Why does adding a 1 to the front of a binary mean the computer has to count backwards?
"Flip the bits and add 1!"
What does that mean add 1?
woops: http://csillustrated.berkeley.edu/PDFs/integer-representations.pdf
This may be easiest to show by example. Here are the numbers from -4 to 4 represented in binary:
4 0000 0100
3 0000 0011
2 0000 0010
1 0000 0001
0 0000 0000
-1 1111 1111
-2 1111 1110
-3 1111 1101
-4 1111 1100
So say we want to go from 1 to -1. We first flip all the bits of 1
1 0000 0001
flip bits
-----------
1111 1110
Then we add a 1:
1111 1110
+ 1
-----------
1111 1111
We now have -1.
I'm not seeing the illustrations, but you're probably talking about Two's complement representation. (http://en.wikipedia.org/wiki/Two's_complement)
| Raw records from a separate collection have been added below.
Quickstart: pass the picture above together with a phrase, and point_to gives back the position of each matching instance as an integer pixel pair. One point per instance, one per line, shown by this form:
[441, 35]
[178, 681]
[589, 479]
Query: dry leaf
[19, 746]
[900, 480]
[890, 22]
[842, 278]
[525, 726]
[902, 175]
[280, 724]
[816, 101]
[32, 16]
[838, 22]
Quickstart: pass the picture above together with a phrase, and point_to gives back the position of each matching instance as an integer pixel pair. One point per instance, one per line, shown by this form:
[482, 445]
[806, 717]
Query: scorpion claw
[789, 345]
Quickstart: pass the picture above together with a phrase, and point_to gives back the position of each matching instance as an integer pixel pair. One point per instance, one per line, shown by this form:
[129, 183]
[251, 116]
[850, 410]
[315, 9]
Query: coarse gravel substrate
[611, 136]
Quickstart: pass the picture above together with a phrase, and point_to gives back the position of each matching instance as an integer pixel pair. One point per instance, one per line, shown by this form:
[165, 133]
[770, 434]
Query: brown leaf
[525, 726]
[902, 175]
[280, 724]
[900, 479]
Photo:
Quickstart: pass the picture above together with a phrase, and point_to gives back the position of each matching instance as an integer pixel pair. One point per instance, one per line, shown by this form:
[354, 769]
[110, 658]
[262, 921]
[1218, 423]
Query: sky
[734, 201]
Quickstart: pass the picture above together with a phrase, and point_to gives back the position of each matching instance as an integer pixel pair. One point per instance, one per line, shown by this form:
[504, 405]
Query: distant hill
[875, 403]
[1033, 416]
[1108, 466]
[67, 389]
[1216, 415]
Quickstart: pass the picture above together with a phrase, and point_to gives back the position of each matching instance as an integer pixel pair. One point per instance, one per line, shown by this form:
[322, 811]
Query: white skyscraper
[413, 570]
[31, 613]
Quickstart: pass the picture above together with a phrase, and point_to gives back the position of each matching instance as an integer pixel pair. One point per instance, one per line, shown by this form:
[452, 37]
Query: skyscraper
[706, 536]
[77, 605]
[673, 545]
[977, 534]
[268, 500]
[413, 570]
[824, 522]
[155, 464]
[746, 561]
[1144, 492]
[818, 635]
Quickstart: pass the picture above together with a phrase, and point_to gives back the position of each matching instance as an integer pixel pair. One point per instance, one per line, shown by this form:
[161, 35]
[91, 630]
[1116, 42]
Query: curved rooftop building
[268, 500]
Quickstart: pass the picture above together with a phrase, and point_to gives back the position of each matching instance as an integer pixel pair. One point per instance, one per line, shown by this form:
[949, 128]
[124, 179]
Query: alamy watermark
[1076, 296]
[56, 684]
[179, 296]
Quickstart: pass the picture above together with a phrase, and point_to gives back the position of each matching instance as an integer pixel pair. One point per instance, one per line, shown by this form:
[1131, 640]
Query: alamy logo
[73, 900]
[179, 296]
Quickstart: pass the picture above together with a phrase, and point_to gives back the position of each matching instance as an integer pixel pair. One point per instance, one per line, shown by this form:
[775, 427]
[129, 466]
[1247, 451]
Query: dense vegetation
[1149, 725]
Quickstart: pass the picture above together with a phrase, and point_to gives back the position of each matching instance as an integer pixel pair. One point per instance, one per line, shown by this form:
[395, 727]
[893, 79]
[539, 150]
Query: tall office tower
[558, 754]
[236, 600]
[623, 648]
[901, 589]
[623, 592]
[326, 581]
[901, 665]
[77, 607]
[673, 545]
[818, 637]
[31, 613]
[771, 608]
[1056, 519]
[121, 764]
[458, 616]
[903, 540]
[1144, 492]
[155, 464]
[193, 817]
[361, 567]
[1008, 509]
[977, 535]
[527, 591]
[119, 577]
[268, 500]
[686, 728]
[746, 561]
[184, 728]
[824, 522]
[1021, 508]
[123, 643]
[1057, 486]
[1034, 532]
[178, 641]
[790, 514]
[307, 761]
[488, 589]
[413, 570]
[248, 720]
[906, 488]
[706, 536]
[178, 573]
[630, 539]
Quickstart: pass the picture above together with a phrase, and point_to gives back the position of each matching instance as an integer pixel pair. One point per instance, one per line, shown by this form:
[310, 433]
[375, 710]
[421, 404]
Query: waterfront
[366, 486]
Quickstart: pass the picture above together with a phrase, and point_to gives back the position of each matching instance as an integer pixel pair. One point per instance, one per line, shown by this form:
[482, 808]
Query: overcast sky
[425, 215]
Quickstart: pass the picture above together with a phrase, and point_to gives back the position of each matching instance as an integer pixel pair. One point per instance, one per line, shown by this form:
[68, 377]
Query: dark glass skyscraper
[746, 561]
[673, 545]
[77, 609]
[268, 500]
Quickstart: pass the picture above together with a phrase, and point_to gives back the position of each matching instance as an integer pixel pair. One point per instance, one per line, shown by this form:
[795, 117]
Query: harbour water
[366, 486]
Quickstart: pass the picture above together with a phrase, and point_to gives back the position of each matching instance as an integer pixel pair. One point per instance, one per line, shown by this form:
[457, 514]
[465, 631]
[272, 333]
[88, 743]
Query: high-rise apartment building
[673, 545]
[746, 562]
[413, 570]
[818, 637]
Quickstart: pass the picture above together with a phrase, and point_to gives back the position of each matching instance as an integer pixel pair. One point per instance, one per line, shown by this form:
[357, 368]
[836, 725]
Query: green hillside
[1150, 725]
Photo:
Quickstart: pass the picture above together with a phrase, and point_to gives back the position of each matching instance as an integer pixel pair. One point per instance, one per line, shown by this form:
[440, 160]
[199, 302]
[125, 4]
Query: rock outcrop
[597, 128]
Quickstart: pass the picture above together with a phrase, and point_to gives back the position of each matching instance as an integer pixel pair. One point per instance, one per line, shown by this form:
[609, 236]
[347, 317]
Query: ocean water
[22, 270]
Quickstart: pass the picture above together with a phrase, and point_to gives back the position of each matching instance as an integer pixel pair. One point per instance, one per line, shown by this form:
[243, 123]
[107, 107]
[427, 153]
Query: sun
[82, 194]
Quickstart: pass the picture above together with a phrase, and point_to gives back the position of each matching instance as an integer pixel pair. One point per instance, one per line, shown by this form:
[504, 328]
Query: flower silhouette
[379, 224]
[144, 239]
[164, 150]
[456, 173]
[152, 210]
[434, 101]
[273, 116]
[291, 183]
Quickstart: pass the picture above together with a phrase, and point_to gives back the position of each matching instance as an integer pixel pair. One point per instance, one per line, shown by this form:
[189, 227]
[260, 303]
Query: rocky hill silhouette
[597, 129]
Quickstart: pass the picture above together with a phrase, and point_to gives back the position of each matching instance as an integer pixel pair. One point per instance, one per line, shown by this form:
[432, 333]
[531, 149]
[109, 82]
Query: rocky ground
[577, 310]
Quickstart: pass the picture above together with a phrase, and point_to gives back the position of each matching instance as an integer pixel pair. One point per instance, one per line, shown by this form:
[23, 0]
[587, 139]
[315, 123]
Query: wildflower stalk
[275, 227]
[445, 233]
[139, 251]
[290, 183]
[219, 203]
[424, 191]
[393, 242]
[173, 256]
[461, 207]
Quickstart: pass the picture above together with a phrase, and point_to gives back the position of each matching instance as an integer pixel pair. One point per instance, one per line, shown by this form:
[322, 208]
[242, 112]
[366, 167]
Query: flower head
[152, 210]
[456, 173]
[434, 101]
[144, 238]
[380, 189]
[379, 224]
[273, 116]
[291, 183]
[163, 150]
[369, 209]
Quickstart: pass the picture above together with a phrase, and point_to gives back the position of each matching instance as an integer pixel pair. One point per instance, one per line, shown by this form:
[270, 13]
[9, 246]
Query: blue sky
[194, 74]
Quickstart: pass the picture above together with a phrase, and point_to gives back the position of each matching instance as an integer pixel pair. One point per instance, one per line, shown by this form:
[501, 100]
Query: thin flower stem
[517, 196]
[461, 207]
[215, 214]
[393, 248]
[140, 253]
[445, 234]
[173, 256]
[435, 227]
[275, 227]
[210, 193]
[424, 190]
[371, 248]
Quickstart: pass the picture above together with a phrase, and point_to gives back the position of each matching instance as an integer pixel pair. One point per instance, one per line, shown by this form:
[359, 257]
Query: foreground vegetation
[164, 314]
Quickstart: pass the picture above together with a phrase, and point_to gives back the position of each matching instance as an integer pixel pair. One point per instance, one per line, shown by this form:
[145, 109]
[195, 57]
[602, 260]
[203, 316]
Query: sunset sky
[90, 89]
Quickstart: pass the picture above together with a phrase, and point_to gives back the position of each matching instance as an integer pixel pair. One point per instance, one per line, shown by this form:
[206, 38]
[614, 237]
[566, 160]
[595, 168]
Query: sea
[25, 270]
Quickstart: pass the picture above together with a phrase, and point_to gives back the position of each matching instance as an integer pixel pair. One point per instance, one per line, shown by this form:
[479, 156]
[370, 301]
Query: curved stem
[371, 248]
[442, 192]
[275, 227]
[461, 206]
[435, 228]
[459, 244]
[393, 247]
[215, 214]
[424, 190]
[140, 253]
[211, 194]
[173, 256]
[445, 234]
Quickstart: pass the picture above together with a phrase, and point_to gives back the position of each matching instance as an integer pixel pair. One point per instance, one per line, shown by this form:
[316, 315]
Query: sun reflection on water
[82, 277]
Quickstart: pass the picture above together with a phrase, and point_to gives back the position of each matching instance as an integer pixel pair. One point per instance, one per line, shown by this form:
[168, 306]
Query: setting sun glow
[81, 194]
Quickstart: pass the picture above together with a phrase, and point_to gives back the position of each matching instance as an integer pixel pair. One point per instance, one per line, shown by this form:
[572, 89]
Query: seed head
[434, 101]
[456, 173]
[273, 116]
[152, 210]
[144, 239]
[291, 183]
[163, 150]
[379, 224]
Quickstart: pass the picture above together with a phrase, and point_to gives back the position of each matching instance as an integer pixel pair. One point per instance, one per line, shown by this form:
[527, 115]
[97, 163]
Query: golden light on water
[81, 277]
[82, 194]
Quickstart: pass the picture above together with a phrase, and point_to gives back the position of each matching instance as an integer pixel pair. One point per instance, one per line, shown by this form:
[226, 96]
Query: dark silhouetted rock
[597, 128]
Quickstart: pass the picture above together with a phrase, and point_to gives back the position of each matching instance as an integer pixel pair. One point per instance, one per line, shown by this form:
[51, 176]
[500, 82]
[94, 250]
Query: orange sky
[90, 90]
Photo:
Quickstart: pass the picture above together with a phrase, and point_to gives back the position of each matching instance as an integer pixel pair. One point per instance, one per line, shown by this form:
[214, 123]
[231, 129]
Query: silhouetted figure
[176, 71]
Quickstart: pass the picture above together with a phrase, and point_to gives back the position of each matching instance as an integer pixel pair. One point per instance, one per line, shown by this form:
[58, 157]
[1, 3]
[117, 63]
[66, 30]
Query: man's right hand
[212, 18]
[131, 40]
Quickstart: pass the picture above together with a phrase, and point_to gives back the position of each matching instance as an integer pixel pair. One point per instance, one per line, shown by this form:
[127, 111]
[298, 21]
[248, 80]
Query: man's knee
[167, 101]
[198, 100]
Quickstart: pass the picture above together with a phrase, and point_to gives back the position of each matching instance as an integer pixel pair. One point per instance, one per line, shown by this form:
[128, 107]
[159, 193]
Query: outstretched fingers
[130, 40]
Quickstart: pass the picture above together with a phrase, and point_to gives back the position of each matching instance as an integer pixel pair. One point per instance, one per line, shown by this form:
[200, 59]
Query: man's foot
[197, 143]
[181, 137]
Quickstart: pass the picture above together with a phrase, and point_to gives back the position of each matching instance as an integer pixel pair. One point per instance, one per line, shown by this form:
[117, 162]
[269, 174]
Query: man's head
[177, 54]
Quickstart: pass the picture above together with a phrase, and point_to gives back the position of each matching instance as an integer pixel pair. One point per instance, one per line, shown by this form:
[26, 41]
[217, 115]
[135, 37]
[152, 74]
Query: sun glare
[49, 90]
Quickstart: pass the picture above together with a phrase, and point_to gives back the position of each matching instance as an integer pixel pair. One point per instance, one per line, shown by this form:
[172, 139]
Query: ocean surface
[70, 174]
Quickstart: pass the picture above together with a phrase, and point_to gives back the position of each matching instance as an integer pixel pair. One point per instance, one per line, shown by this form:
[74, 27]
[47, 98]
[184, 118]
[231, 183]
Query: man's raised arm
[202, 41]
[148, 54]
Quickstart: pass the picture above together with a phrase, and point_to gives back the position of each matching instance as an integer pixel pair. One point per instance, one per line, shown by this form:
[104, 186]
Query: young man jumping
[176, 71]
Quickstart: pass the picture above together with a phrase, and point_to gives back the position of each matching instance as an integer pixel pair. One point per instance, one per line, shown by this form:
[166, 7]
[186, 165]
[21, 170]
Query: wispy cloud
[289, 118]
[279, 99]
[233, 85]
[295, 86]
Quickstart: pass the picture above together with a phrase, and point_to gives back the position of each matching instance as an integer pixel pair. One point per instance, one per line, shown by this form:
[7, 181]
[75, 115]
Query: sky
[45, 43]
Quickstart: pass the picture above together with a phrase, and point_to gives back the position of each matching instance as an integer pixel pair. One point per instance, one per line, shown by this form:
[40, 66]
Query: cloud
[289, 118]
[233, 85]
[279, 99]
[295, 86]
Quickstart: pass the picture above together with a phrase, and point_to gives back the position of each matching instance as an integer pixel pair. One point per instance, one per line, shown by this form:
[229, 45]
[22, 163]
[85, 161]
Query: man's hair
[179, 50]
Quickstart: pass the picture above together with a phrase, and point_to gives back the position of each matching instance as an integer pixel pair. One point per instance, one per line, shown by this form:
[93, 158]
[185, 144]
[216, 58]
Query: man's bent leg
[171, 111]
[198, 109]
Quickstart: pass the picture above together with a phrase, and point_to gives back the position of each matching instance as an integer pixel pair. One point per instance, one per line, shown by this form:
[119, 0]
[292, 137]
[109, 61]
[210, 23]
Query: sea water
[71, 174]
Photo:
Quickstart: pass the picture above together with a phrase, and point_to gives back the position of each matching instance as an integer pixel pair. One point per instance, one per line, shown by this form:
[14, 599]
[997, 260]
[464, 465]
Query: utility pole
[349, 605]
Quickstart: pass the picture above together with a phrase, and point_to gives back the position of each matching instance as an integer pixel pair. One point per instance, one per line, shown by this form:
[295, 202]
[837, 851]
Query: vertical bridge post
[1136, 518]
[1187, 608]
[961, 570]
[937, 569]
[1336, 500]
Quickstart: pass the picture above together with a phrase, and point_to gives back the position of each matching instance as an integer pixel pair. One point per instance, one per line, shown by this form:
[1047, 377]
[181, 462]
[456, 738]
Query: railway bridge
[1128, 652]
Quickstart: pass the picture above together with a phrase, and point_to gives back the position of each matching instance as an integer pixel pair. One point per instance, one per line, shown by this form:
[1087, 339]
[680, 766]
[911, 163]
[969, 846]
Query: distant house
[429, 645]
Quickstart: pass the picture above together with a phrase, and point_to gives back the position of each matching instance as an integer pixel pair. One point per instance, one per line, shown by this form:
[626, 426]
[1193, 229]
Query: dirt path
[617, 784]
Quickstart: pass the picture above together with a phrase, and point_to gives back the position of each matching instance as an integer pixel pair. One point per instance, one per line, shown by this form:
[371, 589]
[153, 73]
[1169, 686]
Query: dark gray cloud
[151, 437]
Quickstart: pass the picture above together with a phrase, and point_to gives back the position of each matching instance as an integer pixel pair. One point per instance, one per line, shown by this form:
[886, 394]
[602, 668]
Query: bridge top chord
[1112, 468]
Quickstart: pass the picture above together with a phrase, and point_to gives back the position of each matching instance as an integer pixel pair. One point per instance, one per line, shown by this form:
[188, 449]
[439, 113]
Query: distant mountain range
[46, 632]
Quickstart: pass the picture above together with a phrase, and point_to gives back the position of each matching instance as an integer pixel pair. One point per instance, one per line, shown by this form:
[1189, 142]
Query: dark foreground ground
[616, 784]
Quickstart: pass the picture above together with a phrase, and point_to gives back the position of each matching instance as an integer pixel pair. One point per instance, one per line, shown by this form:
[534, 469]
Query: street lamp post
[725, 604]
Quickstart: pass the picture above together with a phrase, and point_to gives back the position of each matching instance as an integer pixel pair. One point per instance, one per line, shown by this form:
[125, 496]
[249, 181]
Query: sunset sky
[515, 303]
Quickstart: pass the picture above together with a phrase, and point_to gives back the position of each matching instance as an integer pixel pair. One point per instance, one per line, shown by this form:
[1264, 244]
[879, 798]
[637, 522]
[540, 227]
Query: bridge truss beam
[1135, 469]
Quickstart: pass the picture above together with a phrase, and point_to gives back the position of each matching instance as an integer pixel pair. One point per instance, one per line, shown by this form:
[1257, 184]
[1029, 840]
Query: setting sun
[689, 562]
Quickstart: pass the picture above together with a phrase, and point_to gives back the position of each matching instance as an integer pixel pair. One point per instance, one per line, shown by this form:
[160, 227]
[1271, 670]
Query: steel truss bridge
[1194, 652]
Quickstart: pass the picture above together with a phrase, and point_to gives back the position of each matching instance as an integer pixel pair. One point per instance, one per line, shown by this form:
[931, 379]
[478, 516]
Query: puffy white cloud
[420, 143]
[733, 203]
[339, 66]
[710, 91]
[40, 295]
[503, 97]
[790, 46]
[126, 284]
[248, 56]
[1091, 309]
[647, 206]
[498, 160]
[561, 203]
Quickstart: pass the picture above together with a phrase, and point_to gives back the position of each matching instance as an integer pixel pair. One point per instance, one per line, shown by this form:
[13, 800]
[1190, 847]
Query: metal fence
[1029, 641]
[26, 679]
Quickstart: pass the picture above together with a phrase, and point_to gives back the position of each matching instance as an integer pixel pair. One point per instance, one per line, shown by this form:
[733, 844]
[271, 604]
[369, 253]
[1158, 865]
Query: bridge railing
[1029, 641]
Why does adding a 1 to the front mean the computer has to count backwards?
Due to how carrying works, FFFFFFFFF + 1 == 0
and 0 - 1 == FFFFFFFF. All the bits get flipped, including the first bit.
If you simply define the negative numbers as those starting with a 1 bit (80000000 - FFFFFFFF) then you get a nice uniform behavior for addition with a natural overflow.
Flip the bits and add 1: in 2's complement, this negates a number
~x+1 == -x; // always true
What you're talking about is called signed integers.